Il s'agit là de textes législatifs importants et précieux, que nous négligeons à nos risques et périls, mais ils n'abordent pas une question plus difficile à cerner, à savoir comment le lieu de travail peut également promouvoir une approche positive du bien-être. Nous ne devrions pas nous contenter de prévenir et d'atténuer les dommages. Nous devrions également améliorer la vie des gens, leur productivité, leur créativité et leur sentiment général de bien-être.

La bonne nouvelle, c'est qu'il ne s'agit pas d'un jeu à somme nulle. Les deux vont de pair.

Il ne s'agit pas non plus d'un phénomène récent, malgré les nouvelles possibilités qui s'offrent à nous pour offrir aux gens de meilleures expériences sur le lieu de travail. Nous soutenons depuis des années que nous pouvons améliorer le bien-être des personnes, leur expérience du travail et les performances des entreprises en adoptant une approche polyvalente du bien-être qui ne se limite pas à veiller à ce qu'ils ne se fassent pas de mal.

La façon la plus évidente dont cela s'est manifesté est peut-être la manière dont l'accent de l'ergonomie s'est déplacé de la posture vers le mouvement. Alors que les réglementations DSE de 1992 visent à garantir que les personnes utilisent correctement les ordinateurs, les chaises et les postes de travail et mettent donc l'accent sur une bonne posture, les meilleures pratiques exigent désormais que les personnes bougent davantage.

Idéalement, cela implique des pauses et des promenades régulières, mais c'est aussi quelque chose qui est encouragé par les meilleures conceptions de sièges. La bonne nouvelle, c'est que ce sont souvent les plus simples et les plus intuitifs. De petits changements de posture, facilités par une série de réglages et de mécanismes intelligents, peuvent avoir un effet profond sur la santé.

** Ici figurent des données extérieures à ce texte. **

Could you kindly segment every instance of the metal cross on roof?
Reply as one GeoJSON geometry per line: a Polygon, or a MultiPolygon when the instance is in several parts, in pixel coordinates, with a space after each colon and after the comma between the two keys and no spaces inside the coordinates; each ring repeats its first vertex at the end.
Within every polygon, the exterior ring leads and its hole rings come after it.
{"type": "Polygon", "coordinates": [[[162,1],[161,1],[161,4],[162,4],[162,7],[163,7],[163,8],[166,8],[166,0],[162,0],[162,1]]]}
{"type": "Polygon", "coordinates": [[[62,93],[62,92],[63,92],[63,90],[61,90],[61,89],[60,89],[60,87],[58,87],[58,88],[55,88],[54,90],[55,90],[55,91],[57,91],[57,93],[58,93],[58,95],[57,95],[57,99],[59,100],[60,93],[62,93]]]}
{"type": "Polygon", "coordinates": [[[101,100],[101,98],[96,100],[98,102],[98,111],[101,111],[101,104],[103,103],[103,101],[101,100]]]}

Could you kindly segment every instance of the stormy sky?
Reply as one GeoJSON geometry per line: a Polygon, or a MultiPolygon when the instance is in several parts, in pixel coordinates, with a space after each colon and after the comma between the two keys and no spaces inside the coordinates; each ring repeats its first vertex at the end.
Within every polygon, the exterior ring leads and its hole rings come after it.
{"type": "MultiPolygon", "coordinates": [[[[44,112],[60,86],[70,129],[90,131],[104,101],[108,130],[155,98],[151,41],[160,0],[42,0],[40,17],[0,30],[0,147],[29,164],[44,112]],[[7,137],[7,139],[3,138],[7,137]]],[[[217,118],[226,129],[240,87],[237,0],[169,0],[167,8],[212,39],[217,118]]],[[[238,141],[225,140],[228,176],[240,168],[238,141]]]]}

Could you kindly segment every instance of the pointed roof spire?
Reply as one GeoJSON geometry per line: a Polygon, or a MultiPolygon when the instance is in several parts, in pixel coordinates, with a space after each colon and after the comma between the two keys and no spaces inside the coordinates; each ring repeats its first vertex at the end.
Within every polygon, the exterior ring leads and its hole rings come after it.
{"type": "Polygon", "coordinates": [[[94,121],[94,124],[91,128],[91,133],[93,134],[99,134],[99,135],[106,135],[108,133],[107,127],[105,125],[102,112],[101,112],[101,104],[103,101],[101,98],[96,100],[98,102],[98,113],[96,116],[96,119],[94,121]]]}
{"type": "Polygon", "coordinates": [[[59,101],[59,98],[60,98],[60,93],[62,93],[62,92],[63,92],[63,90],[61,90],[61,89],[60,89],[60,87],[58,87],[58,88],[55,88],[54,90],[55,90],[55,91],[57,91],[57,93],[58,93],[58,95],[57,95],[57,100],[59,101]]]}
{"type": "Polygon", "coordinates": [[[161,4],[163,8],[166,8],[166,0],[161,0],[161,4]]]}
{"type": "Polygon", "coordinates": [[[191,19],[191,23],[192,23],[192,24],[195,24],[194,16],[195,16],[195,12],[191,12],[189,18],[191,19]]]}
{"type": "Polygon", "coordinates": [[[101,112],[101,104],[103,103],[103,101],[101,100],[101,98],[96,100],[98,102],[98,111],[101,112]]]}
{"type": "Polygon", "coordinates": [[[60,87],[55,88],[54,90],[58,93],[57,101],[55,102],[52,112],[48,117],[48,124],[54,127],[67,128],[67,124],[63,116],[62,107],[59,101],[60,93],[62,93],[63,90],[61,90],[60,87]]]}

Cela peut en premier lieu réduire l'absentéisme et l'incidence des troubles musculo-squelettiques, mais il existe également un argument commercial clair pour aller au-delà de l'approche non nuisible inscrite dans la législation en matière de santé et de sécurité.

De petits investissements dans la conception, l'équipement, la gestion et la culture de travail peuvent avoir des effets disproportionnés en termes de productivité, de motivation, de bien-être, de meilleures cultures de travail ainsi que de recrutement et de fidélisation du personnel.

Cet aspect devrait revêtir une nouvelle importance lorsque nous sortirons de la pandémie et que nous évaluerons les enseignements tirés du confinement et de la grande expérience du travail à distance à laquelle nous avons tous participé.

Il en résultera probablement une attitude rafraîchie et positive à l'égard de l'ergonomie et du bien-être au travail. Il est sans aucun doute vrai que de nombreuses personnes ont travaillé dans des conditions ergonomiques moins qu'idéales lorsqu'elles travaillaient à domicile. Pour eux, la valeur d'une bonne posture et d'un bon équipement sera un élément important à retenir. Ce sont des choses qu'il est facile de considérer comme acquises jusqu'à ce qu'elles disparaissent.